Nel 1977, tutto è pronto per un esperimento nucleare da tenersi nel deserto del Kalahari, ma i satelliti spia russi scoprono i preparativi e convincono Washington a esercitare pressioni su Pretoria perché rinunci al test (Mosca può contare anche su un'importante "talpa", il Commodoro Dieter Gerhardt, il comandante della base navale di Simonstown). L'esperimento non prevede l'esplosione di un ordigno completo, ma solo una prova "a freddo" senza l'uranio per verificare il comportamento delle componenti non nucleari.

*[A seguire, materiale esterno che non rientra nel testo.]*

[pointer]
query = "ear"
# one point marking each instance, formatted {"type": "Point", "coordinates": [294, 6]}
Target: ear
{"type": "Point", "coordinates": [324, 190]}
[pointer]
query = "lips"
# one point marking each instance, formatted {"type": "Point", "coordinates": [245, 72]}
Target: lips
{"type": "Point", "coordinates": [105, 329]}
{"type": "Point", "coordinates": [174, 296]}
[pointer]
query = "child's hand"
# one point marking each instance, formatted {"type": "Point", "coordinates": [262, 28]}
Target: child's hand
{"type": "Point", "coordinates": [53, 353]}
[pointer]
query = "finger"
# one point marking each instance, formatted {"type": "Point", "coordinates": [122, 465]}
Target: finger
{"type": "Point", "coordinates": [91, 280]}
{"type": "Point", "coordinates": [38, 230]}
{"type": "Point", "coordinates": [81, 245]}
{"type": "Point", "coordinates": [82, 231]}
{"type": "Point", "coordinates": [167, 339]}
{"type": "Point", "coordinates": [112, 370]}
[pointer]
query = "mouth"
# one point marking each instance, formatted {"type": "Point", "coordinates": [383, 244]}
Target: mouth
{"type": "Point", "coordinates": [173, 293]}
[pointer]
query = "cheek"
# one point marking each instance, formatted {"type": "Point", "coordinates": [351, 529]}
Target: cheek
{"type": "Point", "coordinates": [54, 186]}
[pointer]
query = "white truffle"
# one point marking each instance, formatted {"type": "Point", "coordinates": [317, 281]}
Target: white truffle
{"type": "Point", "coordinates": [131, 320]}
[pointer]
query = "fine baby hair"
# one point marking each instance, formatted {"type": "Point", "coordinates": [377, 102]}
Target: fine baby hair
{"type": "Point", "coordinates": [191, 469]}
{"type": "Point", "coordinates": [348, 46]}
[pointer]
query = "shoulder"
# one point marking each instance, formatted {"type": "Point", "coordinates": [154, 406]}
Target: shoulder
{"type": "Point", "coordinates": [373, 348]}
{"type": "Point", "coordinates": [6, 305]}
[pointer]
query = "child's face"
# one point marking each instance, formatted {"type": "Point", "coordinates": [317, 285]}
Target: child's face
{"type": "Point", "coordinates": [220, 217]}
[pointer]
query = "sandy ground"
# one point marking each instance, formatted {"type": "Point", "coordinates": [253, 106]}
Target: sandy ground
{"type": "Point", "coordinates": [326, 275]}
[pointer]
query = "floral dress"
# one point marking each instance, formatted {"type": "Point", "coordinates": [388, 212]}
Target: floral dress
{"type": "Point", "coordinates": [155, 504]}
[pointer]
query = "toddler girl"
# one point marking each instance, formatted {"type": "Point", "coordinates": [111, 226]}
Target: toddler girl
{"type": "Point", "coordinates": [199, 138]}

Nel 1979, un satellite americano rileva un'esplosione nucleare nell'Oceano Indiano al largo del Sudafrica. Si pensa a un test congiunto israelo-sudafricano. In effetti, in quegli anni Israele e Sudafrica cooperavano strettamente nel campo dell'intelligence e degli armamenti, compresi quelli nucleari. Nel 1991, il giornalista americano Seymour Hersh, afferma nel suo libro The Sampson Option (in italiano L'opzione H) che le esplosioni in realtà furono ben tre e si trattava di ordigni sofisticati.
Essendo il programma sudafricano in uno stadio non molto avanzato, è legittimo supporre che gli esperimenti del 1979 furono condotti dagli israeliani: il Sudafrica si sarebbe limitato a fornire il supporto logistico. Solo dal 1980, infatti, la responsabilità dello sviluppo delle armi nucleari fu trasferita dall'Aec all'Armscor, l'ente di stato per gli armamenti. Iniziò così la produzione di 6 ordigni, che si aggiungevano a quello sperimentale che era stato realizzato in precedenza.
Contemporaneamente, fu avviata la ricerca di armi più sofisticate, da montare sui missili del tipo Serico, che Israele intendeva sperimentare nel poligono sudafricano di Overberg. La dottrina nucleare sudafricana prevedeva, in origine, di usare l'arma nucleare come strumento di ricatto nei confronti delle potenze occidentali. Se gli alleati di Mosca avessero minacciato seriamente la sua sicurezza, Pretoria avrebbe fatto esplodere una bomba atomica in una zona desertica per ammonire l'Occidente e indurlo a intervenire in suo aiuto.